Objective: To develop automated deformation modelling for the assessment of cerebrospinal fluid (CSF) local volume changes in patients with hydrocephalus treated by surgery.

Methods: Ventricular and subarachnoid CSF volume changes were mapped by calculating the Jacobian determinant of the deformation fields obtained after non-linear registration of pre- and postoperative images. A total of 31 consecutive patients, 15 with communicating hydrocephalus (CH) and 16 with non-communicating hydrocephalus (NCH), were investigated before and after surgery using a 3D SPACE (sampling perfection with application optimised contrast using different flip-angle evolution) sequence. Two readers assessed CSF volume changes using 3D colour-encoded maps. The Evans index and postoperative volume changes of the lateral ventricles and sylvian fissures were quantified and statistically compared.

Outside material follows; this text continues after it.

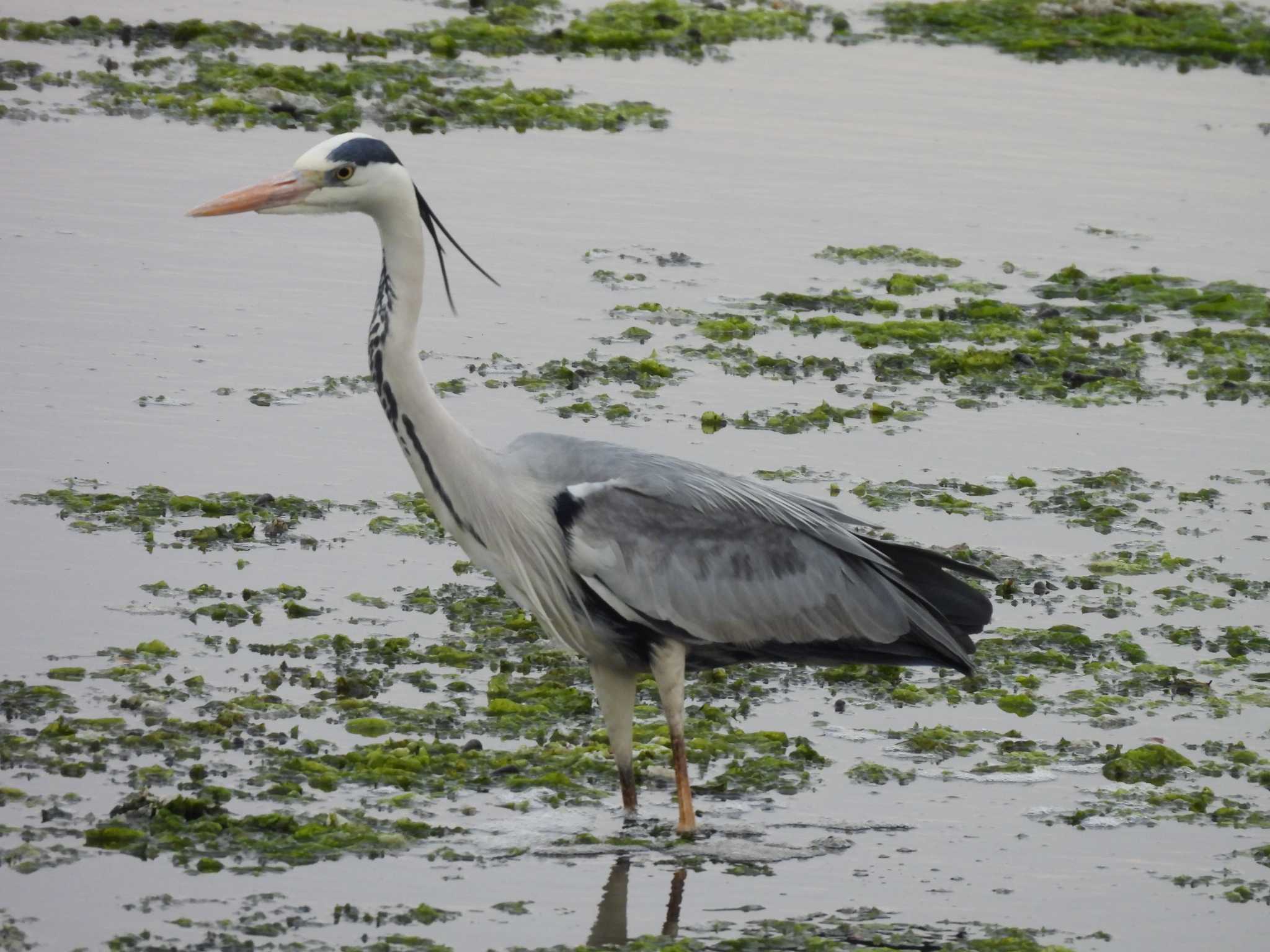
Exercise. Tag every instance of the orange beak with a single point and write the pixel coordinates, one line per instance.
(280, 191)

Results: Before surgery, sylvian fissure and brain ventricle volume differed significantly between CH and NCH (P = 0.001 and P = 0.025, respectively). After surgery, 3D colour-encoded maps allowed for the visual recognition of the CSF volume changes in all patients. The amounts of ventricle volume loss of CH and NCH patients were not significantly different (P = 0.30), whereas readjustment of the sylvian fissure volume was conflicting in CH and NCH patients (P < 0.001). The Evans index correlated with ventricle volume in NCH patients.

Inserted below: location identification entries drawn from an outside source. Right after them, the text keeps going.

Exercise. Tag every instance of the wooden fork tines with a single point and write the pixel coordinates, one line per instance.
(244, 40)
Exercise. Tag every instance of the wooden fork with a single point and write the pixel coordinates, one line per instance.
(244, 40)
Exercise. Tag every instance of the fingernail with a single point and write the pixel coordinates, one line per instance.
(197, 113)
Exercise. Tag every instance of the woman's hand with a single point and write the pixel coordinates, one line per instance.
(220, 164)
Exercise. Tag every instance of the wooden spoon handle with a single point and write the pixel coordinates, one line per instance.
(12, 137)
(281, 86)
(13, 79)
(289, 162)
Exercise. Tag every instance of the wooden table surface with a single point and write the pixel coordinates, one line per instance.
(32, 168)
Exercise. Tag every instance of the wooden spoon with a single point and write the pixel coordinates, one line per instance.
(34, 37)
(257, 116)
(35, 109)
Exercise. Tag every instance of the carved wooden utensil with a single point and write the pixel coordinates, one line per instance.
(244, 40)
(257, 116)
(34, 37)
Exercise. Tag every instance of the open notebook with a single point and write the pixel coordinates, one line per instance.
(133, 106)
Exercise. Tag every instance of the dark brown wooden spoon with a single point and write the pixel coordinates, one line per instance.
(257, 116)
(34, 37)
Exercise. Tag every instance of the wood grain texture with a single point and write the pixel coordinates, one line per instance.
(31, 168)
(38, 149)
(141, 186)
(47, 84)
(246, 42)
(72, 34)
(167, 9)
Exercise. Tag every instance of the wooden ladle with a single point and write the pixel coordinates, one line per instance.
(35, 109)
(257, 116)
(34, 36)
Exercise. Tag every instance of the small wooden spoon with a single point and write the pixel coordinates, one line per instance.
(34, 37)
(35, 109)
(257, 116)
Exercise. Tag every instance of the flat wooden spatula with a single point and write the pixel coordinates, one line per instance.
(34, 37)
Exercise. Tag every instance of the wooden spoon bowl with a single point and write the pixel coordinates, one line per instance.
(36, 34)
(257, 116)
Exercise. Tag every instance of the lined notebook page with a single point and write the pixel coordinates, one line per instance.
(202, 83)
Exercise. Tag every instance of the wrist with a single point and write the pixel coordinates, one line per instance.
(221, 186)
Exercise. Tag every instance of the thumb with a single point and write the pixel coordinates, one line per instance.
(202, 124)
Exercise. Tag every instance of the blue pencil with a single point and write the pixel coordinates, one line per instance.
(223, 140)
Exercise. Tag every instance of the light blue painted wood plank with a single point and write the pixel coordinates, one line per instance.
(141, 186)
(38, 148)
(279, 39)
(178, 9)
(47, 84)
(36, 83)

Conclusion: 3D mapping of CSF volume changes is feasible providing a quantitative follow-up of patients with hydrocephalus.

Key Points: • MRI can provide helpful information about cerebrospinal fluid volumes. • 3D CSF mapping allows quantitative follow-up in communicating and non-communicating hydrocephalus. • Following intervention, fissures and cisterns readjust in both forms of hydrocephalus. • These findings support the hypothesis of suprasylvian block in communicating hydrocephalus. • 3D mapping may improve shunt dysfunction detection and guide valve pressure settings.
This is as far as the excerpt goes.